RAL Tier1 Operations Report for 22nd August 2012
| Review of Issues during the week 15th to 22nd August 2012 | 
-  On Thursday morning (16th) there was a problem on one of the switches in a stack and we lost access to a batch of worker nodes for a little oven an hour. The fix (at 09:30) required the network switch stack to be reset, which broke connections to a batch of disk servers for between one and two minutes.
-  There have been a number of issues with SUM tests over the last week. On Sunday (19th) we failed CE tests for CMS owing to the test jobs being delayed by production work (resolved by altering the priority of the test jobs); Overnight Tues/Wed (21/22) we failed CE tests for Atlas due to a backlog of Atlas test and software install jobs. There have also been some sporadic failures of tests on the SRMs that are under investigation. This was compounded by a problem with the central distribution of all SUM results Thursday/Friday (16/17 Aug).
| Resolved Disk Server Issues | 
| Current operational status and issues | 
-  On 12th/13th June the first stage of switching ready for the work on the main site power supply took place.

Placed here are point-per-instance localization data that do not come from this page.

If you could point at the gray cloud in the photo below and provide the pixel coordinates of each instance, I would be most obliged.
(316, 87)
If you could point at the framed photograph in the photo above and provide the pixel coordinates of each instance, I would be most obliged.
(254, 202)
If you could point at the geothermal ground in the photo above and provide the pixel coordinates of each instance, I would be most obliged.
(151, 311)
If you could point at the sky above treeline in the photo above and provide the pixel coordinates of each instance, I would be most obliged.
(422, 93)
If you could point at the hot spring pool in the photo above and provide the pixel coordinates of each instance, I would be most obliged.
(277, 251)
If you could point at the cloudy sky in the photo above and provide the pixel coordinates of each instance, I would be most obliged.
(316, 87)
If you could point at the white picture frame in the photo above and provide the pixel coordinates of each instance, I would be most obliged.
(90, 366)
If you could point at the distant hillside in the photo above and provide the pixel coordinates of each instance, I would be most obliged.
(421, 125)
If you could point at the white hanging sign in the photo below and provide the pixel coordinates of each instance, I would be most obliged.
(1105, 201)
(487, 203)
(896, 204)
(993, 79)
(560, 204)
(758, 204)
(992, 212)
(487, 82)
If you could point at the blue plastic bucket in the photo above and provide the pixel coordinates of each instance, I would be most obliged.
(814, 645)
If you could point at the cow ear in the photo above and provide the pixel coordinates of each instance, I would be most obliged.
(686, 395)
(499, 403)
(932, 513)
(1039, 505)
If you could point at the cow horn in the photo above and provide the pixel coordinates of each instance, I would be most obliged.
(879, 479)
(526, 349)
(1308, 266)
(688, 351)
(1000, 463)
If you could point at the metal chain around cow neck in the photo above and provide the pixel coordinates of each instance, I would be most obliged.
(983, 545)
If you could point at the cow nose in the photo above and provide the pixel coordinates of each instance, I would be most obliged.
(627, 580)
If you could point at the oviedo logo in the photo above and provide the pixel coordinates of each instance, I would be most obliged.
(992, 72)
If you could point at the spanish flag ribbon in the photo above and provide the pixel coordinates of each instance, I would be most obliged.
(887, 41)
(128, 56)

The work on the two transformers is expected to take until 18th December and involves powering off one half of the resilient supply for 3 months while being overhauled, then repeat with the other half. The work is running to schedule. In particular one half of the new switchboard has been refurbished and is on track to be brought into service by 17 September. Once this is operational then RAL will be switched over to using it and will no longer be dependent on the old switchgear.
| Ongoing Disk Server Issues | 
| Notable Changes made this last week | 
-  Site firewall re-configuration took place successfully in the morning of Tuesday 21st August. (We had declared a "Warning" (At Risk) for the Tier1 site and drained and stopped FTS during the intervention period.
-  Continuing test of hyperthreading, one batch of worker nodes (the Dell 2011 batch) has number of jobs increased further (from 20 to 22).
-  As stated before: CVMFS available for testing by non-LHC VOs (including "stratum 0" facilities).
-  A test queue ("gridTest") is available with (currently) four worker nodes running EMI2/SL5.
| Advanced warning for other interventions | 
| The following items are being discussed and are still to be formally scheduled and announced. | 
Listing by category:
-  Databases:
-  Switch LFC/FTS/3D to new Database Infrastructure.
 
-  Castor:
-  Migration of LHCb data from "A" to "C" tape media.
-  Upgrade to version 2.1.12.
 
-  Networking:
-  Install new Routing layer for Tier1 and update the way the Tier1 connects to the RAL network. (Plan to co-locate with replacement of UKlight network).
-  Update Spine layer for Tier1 network.
-  Replacement of UKLight Router.
-  Addition of caching DNSs into the Tier1 network.
 
-  Grid Services:
-  Updates of Grid Services as appropriate. (Services now on EMI/UMD versions unless there is a specific reason not.)
 
-  Infrastructure:
-  Intervention required on the "Essential Power Board". (Following further checks this should not require a power outage in UPS room, but should be an "At Risk").
-  Remedial work on three (out of four) transformers. Will require two "At Risk" periods.
-  Remedial work on the BMS (Building Management System) due to one its three modules being faulty. Will require a further “At Risk”.  
 
| Entries in GOC DB starting between 15th and 22nd August 2012 | 
There were no Unscheduled entries in the GOC DB for this period.
| Service | Scheduled? | Outage/At Risk | Start | End | Duration | Reason | 
| Whole Site | SCHEDULED | WARNING | 21/08/2012 08:00 | 21/08/2012 10:00 | 2 hours | Configuration changes on site firewall. Anticipate two short breaks (each of a few minutes) in this time window. Will stop the FTS (subject of separate GOC DB entry). | 
| FTS | SCHEDULED | OUTAGE | 21/08/2012 07:00 | 21/08/2012 10:00 | 3 hours | Drain and stop of FTS during firewall reconfiguration. | 
| GGUS ID | Level | Urgency | State | Creation | Last Update | VO | Subject | 
| 85023 | Red | Less Urgent | Waiting Reply | 2012-08-09 | 2012-08-10 | SNO+ | WMS | 
| 84492 | Red | Urgent | In Progress | 2012-07-24 | 2012-08-17 | SNO+ | Job time/memory requirements not provided | 
| 84408 | Red | Very Urgent | In Progress | 2012-07-20 | 2012-08-20 | neurogrid | Enable neurogrid.incf.org on WMS and LFC | 
| 68853 | Red | Less Urgent | On hold | 2011-03-22 | 2012-07-30 | N/A | Retirenment of SL4 and 32bit DPM Head nodes and Servers |